What Episodic Memory Means for AI Agents
Humans remember experiences, not just facts. Your agent should too.
When you remember a meeting, you don’t recall a JSON object. You remember the moment — the room, the voice, the pause before someone made a key point. Humans have episodic memory. AI agents don’t. That’s about to change.
Two Kinds of Memory
Cognitive science distinguishes between:
Semantic Memory — Facts and concepts
- “The capital of France is Paris”
- “Water boils at 100°C”
- Timeless, context-free, declarative
Episodic Memory — Experienced events
- “I remember the meeting where we discussed the budget”
- “That call where the client mentioned timeline concerns”
- Time-stamped, contextual, experiential
Most AI memory systems are semantic. Vector databases store embeddings of facts. RAG retrieves documents. But agents that perceive need episodic memory. They need to remember what they saw and heard, when it happened, and what the context was.
Why Episodic Matters
Consider these queries:
| Query | Memory Type | What’s Needed |
|---|---|---|
| “What is our pricing model?” | Semantic | Retrieved from docs |
| “What did the client say about pricing last Tuesday?” | Episodic | Retrieved from recordings |
| “How many people attended the meeting?” | Episodic | Visual memory of the event |
| “What was on screen when they mentioned the deadline?” | Episodic | Multimodal temporal context |
Semantic memory can’t answer episodic questions. You need memory of experiences — not just facts.
Video as Natural Episodic Memory
Video is inherently episodic.
Video captures several properties that make it ideal for episodic memory:
- Time-indexed — Every frame has a timestamp
- Multi-sensory — Visual + audio together
- Contextual — Shows the environment, not just content
- Continuous — Captures the flow of events
When you record a meeting, you’re creating episodic memory. The challenge is making it retrievable.
The Memory Problem
Raw recordings aren’t queryable. You can’t ask an MP4 file “what happened?”
Traditional approaches:
- Full transcription — Converts audio to text, loses visual context
- Frame extraction — Expensive, loses temporal flow
- Manual notes — Doesn’t scale, subjective
- Just store it — Recording exists but no one can find anything
None of these create true episodic memory. They create archives.
Indexed Episodic Memory
The solution: indexes that understand what happened and when.
# Create episodic memory from a video
video.index_spoken_words() # What was said
video.index_scenes(prompt="Describe activities and events") # What happened
# Query episodic memory
results = video.search("budget discussion")
for shot in results.shots:
print(f"At {shot.start}s: {shot.text}")
shot.play() # Relive the moment
The index is the memory. It captures:
- What happened (semantic content)
- When it happened (timestamps)
- Evidence (playable links)
Ephemeral vs Persistent
Not all perception needs permanent memory.

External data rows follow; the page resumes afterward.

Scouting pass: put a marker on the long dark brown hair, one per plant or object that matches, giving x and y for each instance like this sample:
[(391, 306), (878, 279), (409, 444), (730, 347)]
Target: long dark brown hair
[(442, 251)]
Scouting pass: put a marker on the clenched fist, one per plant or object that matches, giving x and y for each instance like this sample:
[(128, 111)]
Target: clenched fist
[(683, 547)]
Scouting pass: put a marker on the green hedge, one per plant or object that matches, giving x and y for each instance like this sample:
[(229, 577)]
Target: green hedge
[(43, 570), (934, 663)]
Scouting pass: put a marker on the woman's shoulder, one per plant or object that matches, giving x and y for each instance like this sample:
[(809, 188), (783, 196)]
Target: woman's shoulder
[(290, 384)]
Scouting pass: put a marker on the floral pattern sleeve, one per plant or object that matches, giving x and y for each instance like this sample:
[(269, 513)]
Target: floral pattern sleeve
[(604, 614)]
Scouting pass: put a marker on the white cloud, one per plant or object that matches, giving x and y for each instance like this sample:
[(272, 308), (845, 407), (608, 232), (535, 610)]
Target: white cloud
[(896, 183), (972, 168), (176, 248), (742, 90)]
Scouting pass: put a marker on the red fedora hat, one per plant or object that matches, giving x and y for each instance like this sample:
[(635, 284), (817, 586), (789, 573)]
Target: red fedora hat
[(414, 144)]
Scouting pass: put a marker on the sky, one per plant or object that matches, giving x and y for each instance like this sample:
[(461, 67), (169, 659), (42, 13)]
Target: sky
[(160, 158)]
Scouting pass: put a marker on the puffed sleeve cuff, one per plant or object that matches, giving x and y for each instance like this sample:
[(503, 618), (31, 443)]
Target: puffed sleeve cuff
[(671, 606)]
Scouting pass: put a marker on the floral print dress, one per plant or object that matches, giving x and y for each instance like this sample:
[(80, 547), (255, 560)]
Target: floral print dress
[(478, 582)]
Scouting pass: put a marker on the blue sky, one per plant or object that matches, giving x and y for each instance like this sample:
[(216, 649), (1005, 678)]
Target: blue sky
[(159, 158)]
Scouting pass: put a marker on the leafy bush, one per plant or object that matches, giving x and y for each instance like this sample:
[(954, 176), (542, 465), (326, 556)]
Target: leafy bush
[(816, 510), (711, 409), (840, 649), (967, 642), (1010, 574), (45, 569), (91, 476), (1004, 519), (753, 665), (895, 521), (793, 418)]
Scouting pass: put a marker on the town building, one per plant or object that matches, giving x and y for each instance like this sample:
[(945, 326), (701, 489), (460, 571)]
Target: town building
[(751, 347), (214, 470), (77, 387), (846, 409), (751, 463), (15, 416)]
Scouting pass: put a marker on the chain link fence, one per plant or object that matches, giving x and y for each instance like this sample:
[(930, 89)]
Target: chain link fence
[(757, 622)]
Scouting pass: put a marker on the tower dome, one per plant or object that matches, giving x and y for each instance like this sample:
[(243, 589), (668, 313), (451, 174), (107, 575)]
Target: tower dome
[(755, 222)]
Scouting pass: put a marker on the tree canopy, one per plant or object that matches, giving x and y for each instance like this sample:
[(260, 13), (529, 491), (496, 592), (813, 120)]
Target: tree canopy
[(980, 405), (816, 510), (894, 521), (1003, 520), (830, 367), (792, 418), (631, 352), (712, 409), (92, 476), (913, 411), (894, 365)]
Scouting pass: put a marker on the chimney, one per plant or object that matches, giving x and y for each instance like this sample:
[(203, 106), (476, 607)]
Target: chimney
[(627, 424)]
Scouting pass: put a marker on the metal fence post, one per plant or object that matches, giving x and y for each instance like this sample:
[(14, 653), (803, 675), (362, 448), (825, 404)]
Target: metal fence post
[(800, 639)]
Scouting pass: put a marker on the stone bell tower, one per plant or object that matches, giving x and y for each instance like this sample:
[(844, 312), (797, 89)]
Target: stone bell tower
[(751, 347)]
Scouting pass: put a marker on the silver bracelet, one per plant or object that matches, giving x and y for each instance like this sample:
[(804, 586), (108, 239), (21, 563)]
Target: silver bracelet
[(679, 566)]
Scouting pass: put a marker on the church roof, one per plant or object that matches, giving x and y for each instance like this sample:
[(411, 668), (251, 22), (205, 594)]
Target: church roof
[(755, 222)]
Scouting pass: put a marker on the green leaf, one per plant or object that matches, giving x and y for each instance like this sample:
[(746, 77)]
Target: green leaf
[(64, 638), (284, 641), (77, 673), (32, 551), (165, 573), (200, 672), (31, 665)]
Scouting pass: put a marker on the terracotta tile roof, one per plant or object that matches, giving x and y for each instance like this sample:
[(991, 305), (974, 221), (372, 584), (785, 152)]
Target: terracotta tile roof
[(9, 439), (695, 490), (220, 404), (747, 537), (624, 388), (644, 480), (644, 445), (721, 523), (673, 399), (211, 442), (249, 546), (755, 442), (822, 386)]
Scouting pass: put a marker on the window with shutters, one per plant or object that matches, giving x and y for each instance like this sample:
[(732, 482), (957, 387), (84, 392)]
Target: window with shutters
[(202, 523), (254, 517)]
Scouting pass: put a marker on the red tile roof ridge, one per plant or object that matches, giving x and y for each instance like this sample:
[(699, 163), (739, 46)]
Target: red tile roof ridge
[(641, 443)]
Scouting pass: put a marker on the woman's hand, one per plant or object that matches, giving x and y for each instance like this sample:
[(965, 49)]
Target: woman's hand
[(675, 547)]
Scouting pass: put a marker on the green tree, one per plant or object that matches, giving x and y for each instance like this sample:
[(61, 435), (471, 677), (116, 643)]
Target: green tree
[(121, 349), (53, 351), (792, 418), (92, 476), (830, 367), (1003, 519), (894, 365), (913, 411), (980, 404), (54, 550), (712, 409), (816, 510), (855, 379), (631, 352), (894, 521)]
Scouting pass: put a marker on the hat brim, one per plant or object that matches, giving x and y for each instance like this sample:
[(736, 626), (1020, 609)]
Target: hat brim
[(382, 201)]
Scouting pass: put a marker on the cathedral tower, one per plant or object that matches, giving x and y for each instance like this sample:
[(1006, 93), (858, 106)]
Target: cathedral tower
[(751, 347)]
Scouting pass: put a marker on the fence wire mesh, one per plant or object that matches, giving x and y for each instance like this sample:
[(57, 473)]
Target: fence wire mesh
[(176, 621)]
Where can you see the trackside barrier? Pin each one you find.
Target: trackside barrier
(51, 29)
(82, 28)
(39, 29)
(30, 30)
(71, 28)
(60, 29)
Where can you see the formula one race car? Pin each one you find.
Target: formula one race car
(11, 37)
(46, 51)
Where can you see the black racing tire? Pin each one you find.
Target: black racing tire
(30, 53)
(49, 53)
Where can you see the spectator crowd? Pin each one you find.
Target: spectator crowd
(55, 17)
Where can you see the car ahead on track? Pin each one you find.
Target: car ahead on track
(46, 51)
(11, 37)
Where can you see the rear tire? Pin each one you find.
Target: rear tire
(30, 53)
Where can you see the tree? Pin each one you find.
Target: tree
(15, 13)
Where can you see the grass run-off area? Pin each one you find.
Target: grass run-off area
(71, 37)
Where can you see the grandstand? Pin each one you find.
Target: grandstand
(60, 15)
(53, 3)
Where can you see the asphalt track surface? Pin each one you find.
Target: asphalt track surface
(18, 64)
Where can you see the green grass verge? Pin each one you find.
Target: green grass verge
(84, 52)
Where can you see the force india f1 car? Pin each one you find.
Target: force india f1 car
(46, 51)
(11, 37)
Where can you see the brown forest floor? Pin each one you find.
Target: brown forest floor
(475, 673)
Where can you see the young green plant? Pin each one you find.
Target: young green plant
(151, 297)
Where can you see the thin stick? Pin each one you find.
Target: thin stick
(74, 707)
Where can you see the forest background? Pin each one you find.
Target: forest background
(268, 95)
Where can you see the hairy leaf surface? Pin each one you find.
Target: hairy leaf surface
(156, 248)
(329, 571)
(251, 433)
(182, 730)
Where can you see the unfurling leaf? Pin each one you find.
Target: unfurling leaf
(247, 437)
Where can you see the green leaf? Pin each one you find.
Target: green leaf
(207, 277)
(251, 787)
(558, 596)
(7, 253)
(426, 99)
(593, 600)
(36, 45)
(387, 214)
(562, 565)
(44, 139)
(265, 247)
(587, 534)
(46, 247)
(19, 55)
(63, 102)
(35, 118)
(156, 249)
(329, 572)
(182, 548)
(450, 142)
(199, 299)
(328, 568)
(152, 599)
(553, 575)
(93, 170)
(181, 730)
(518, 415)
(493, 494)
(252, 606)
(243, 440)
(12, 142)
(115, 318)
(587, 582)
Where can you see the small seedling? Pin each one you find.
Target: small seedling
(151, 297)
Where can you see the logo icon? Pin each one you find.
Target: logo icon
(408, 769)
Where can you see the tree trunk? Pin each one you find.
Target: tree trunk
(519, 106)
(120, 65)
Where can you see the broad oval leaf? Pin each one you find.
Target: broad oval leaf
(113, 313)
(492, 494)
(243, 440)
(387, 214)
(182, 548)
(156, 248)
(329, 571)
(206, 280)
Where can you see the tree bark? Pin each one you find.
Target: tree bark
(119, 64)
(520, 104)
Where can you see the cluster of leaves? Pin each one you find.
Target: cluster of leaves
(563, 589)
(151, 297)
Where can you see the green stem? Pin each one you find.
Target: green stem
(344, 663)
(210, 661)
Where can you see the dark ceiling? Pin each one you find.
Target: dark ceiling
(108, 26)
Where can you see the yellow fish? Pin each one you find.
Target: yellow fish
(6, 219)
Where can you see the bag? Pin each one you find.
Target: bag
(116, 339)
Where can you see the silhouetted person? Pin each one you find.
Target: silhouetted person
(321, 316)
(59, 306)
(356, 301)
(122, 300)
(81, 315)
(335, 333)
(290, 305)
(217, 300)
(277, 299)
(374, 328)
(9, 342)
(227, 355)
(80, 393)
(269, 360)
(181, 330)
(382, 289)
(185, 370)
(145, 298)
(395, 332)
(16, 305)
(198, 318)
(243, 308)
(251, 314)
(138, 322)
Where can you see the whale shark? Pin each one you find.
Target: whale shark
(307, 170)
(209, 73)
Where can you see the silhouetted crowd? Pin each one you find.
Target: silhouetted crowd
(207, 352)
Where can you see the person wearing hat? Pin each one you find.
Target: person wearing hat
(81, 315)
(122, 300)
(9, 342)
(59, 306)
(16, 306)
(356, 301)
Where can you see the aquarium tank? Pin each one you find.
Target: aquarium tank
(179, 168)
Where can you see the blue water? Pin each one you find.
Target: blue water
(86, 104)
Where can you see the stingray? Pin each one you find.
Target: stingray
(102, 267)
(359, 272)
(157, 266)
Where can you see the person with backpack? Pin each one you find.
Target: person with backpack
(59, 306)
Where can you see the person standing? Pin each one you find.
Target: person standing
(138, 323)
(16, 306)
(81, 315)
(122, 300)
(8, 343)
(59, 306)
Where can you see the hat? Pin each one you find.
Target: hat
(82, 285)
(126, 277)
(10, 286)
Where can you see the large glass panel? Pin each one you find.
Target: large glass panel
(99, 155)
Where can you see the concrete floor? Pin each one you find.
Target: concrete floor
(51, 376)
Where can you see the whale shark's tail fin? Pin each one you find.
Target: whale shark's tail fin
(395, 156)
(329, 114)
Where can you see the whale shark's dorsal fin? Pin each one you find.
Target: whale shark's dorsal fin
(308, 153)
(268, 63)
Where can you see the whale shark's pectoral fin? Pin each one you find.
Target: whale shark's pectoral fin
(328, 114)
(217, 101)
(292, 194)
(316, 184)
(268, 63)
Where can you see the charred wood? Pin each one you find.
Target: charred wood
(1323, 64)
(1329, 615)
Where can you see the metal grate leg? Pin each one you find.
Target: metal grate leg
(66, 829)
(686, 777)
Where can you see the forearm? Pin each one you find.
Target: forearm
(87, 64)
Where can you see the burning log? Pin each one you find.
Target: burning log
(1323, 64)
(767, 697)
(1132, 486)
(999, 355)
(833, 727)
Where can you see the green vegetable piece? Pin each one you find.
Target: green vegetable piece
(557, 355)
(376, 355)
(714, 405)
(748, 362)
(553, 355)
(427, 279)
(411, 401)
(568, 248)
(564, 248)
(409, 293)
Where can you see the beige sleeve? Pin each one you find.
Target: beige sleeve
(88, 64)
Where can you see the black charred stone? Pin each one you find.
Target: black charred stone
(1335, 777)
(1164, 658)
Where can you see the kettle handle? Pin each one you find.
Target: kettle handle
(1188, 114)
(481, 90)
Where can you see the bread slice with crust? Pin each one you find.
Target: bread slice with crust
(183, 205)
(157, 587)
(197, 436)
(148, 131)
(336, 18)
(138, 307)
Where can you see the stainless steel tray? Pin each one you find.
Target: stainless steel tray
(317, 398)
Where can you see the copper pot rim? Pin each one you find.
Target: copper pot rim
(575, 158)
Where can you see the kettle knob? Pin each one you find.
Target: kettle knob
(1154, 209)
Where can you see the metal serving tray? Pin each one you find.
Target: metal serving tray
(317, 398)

Ephemeral — Process but don’t store
- Real-time event detection
- Privacy-sensitive contexts
- Temporary sessions
Ephemeral indexing processes without persisting:
rtstream.index_visuals(
prompt="Detect safety issues",
ephemeral=True # Don't persist
)
Persistent — Store for later recall
- Meeting recordings
- Training content
- Compliance archives
Persistent memory uses standard indexing:
video.index_spoken_words() # Stored by default
You control what your agent remembers.
Desktop as Continuous Input
Desktop capture creates continuous episodic input:
cap = conn.create_capture_session(end_user_id="user_123")
# What the agent "experiences":
# - Screen content (visual)
# - Microphone (spoken)
# - System audio (ambient)
The agent perceives the user’s experience in real-time. With indexing, it builds memory. Later:
# Agent recall
"Remember when I was debugging that error? What file was I looking at?"
results = cap.search("debugging error")
shot.play() # Show the moment
Multi-Session Memory
Episodic memory spans sessions:
# Search across all recordings
results = coll.search("product roadmap discussions")
# Results from any video in the collection
for shot in results.shots:
print(f"Video: {shot.video_id}, Time: {shot.start}s")
print(f"Content: {shot.text}")
The agent doesn’t just remember one meeting. It remembers all meetings.
Grounded Answers
Episodic memory enables grounded responses:
“At 14:32 in yesterday’s meeting, Sarah said ‘We need to revisit the enterprise tier pricing.’ Here’s the clip: [play]”
The difference is trust. Episodic memory provides verifiable evidence.
The Future
The agents we’re building will:
- Perceive continuously (screens, mics, cameras)
- Index what they perceive (spoken, visual, events)
- Remember across sessions (episodic recall)
- Answer with evidence (playable proof)
This isn’t science fiction. The architecture exists today.